Explain why #Gd^(3+)# is colorless?

1 Answer
Dec 30, 2017

Well, as two orbitals get closer together in energy, light emission associated with those orbitals approaches higher wavelengths.

As it turns out, the symmetry-compatible orbitals higher in energy than #4f# electrons that start the process of absorption #-># emission are not far enough away in energy, so the wavelength of light associated with it is longer than the visible region (#400 - "700 nm"#).


Gadolinium, #"Gd"#, has the electron configuration

#[Xe] 4f^7 5d^1 6s^2#.

The #6s# and #5d# are higher in energy than the #4f#, so those electrons are typically lost first in an ionization.
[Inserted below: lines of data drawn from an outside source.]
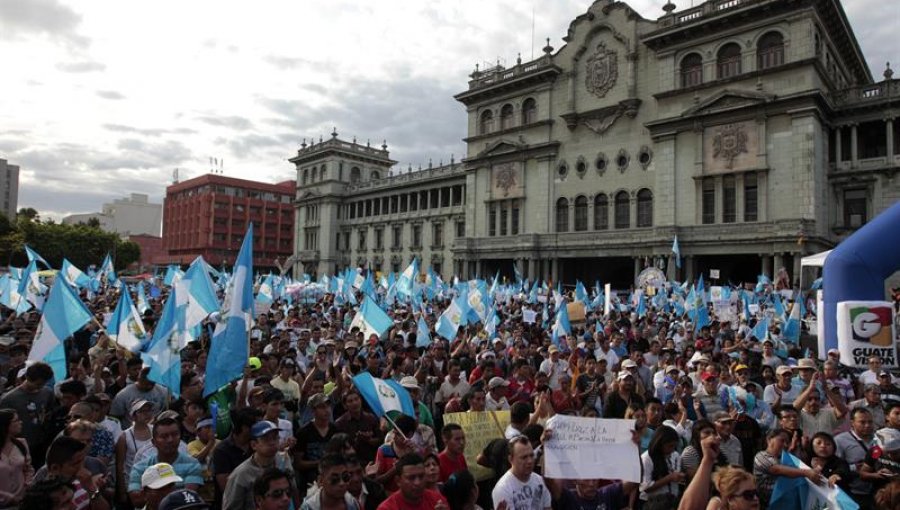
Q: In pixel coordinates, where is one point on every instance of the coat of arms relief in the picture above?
(602, 70)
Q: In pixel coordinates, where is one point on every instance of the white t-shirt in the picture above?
(533, 495)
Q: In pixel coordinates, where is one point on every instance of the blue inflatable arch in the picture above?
(857, 268)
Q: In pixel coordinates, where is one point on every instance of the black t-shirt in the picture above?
(609, 497)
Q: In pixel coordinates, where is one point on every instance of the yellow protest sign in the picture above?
(481, 428)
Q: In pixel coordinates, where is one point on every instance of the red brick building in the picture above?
(208, 216)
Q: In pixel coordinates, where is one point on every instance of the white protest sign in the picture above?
(528, 316)
(582, 449)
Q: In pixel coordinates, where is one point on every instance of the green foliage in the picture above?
(83, 245)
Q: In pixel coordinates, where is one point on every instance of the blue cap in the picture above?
(262, 428)
(183, 499)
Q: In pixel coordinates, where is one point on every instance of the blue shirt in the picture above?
(185, 466)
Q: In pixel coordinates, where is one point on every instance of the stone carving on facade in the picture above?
(729, 142)
(602, 70)
(505, 178)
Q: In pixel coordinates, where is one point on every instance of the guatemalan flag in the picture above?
(230, 347)
(384, 395)
(64, 314)
(371, 319)
(125, 326)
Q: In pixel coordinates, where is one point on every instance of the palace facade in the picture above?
(753, 130)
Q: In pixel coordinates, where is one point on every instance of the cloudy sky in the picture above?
(103, 99)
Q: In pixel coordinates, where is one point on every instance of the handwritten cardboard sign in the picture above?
(591, 448)
(481, 428)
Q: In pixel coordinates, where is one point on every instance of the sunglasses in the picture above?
(278, 493)
(749, 495)
(338, 478)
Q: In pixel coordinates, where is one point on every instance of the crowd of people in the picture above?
(714, 409)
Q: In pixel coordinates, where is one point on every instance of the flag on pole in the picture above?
(371, 319)
(384, 395)
(230, 348)
(163, 353)
(125, 326)
(449, 321)
(34, 256)
(677, 251)
(64, 314)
As a result, #"Gd"^(3+)# has:

#[Xe] 4f^7#

On NIST, by searching "#"Gd IV"#", one can find the energy states of #"Gd"^(3+)#.
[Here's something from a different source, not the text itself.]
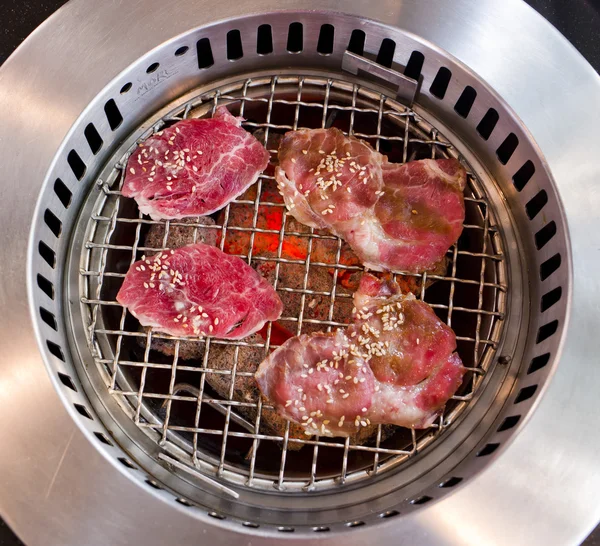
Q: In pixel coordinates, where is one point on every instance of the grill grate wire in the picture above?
(107, 338)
As it turns out, the next energy state higher in energy is over #"33000 cm"^(-1)# higher, so the wavelength of light needed for the transition is somewhat smaller than:

#1/(33000 cancel("cm"^(-1))) xx cancel"1 m"/(100 cancel"cm") xx (10^9 "nm")/cancel"1 m"#

#=# #color(red)"3030.3 nm"#

And this wavelength is far higher than the visible region (it's in the infrared). It cannot be seen, so #"Gd"^(3+)# is colorless. In order to involve violet light (the color of the highest wavelength), one would need an energy state

#[700 cancel"nm" xx cancel"1 m"/(10^9 cancel"nm") xx ("100 cm")/cancel"1 m"]^(-1) ~~ "14286 cm"^(-1)#

higher than the ground state, so that the wavelength needed is short enough to see.